In abandoning the either/or mode of the typical horror-comedy, Midsommar withholds the usual catharsis of a laugh or a scare from its audience; to be sure, both laughs and scares abound, but somehow, having both happen at the same time cancels out any of the rush/relief that other movies play on, and in doing so, it essentially distorts the structure that we audience members are so used to putting our weight on – the cinematic equivalent of that disoriented, slightly panicked feeling of putting your foot forward at the top of a flight of stairs, thinking there is another step and finding only air. By evoking this feeling for a full 147 minutes, the film achieves this utterly bizarre, phantasmagoric tone that is deeply unsettling and also largely unprecedented in the horror-comedy genre. Here and there in the history of the genre, small moments achieve the sort of waking-nightmare feel from having horror and comedy exist simultaneously (I’m thinking, for example, of the laughing scene in Evil Dead 2), but Midsommar is the first movie I’ve seen that attempts to evoke this effect over an entire feature length.

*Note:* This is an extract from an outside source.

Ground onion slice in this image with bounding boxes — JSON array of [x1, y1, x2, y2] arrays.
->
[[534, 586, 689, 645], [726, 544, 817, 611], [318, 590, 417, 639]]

Watching Midsommar, my visceral reactions become oddly dissociated from the typical chemical effects in my brain. I laughed, but I didn’t feel the pleasant rush of endorphins; I was scared, but I never felt adrenaline. It’s disorienting to the max, but it’s also spellbinding. As with Hereditary, this is certainly not everyone’s cup of psilocybin tea. And like I already said at the very beginning of this piece, Midsommar is deeply flawed as a whole. But for me at least, there’s something magnetic I can’t deny about the bewildering kaleidoscope of swallowing this movie in real time, in a theater, with a nervous audience laughing without knowing if they are supposed to. A great experience need not require a great movie.